Sehr geehrter Herr Präsident! Liebe Kolleginnen und Kollegen! Wir sprechen heute nicht zum ersten Mal über dieses Thema, und es wird wohl auch nicht das letzte Mal sein. Die Meldungen der letzten Tage haben uns alle wieder aufgeschreckt.
Seit „Dieselgate“ bekannt wurde, ist vieles passiert. Wir haben einen Untersuchungsausschuss dazu eingesetzt, in dem ich selber Mitglied bin, der in langen Sitzungen und Zeugenbefragungen die Hintergründe und Verstrickungen klären soll. Wir haben über Umrüstungsmöglichkeiten gesprochen. Wir haben auf die RDE gesetzt, also auf Tests im realen Fahrzeugbetrieb und nicht im Labor.
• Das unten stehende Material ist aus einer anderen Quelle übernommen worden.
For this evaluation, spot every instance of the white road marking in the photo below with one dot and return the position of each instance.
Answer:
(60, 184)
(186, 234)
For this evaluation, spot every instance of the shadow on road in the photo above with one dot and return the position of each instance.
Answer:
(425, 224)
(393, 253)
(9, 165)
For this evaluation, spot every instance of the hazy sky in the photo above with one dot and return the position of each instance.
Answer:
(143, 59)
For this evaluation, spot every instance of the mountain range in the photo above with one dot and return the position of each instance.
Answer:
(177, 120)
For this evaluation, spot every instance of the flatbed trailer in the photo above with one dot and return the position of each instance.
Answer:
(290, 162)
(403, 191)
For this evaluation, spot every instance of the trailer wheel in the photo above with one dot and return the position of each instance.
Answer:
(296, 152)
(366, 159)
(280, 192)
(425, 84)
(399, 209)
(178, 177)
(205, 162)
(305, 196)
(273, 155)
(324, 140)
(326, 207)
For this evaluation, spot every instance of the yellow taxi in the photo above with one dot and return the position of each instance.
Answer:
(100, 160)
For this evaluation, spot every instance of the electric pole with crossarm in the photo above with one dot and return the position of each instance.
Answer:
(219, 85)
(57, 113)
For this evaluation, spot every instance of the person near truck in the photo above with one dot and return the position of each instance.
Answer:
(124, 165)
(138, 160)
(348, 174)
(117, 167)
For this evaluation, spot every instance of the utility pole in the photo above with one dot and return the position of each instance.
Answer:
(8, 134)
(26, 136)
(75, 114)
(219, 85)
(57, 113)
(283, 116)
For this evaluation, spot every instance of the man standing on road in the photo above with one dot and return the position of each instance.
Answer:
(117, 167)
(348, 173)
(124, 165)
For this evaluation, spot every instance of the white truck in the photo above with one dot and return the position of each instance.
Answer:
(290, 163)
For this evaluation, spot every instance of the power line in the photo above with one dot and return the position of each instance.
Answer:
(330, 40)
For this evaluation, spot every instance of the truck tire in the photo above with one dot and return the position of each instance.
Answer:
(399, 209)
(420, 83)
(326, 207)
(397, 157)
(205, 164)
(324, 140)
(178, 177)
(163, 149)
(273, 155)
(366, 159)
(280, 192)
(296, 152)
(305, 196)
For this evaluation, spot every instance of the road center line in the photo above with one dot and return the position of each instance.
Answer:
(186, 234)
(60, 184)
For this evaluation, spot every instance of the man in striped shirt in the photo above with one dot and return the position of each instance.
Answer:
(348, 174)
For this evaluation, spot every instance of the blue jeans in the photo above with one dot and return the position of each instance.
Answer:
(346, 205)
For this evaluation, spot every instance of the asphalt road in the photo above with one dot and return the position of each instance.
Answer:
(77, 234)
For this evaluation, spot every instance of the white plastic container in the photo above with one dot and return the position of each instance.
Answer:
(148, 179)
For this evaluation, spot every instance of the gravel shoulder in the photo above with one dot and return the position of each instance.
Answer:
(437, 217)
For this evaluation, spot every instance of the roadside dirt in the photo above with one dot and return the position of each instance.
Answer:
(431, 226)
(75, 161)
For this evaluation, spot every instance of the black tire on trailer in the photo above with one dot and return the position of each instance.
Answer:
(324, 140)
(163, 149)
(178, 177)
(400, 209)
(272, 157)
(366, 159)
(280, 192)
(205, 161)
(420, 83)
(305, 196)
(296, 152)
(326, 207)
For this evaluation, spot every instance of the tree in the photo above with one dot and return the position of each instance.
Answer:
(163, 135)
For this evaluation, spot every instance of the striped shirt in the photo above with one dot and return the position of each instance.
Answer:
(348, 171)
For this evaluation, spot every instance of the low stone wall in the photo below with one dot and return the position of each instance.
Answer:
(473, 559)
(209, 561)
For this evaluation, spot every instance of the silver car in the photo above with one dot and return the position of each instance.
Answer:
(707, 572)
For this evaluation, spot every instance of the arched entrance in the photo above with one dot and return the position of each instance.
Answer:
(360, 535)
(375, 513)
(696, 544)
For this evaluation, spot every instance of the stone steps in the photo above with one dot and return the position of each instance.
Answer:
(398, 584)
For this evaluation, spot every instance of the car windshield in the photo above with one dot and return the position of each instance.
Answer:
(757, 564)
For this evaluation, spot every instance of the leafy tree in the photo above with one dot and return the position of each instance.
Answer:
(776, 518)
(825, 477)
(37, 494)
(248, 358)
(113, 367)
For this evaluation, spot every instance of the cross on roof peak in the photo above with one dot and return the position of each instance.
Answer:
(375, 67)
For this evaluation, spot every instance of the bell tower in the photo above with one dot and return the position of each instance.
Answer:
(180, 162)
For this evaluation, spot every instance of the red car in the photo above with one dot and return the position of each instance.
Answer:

Was kommt jetzt? Zum einen hören wir, die Bundesregierung blockiere schärfere Kontrollen in Europa. Zum anderen zeigt eine aktuelle Studie des Umweltbundesamtes, dass Diesel der Euro-6-Norm 507 Milligramm Stickoxide pro Kilometer ausstoßen. Der erlaubte Grenzwert liegt bei 80 Milligramm. Das ist also mehr als das Sechsfache.
Die Euro-6-Norm ist die strengste der Abgasnormen in der Europäischen Union. Sie gilt seit September 2014 für alle neuen Pkw-Typen und seit September 2015 für alle neuen Pkw. Fahrzeuge, die diese strengste Norm erfüllen sollen, stoßen auf der Straße, also im realen Fahrbetrieb, mehr als das Sechsfache des Erlaubten an Schadstofen aus.
Damit erscheinen jegliche Überlegungen, Fahrverbote zu erlassen und nur noch Dieselfahrzeugen der Euro-6- Norm die Zufahrt zu gestatten, eigentlich erledigt.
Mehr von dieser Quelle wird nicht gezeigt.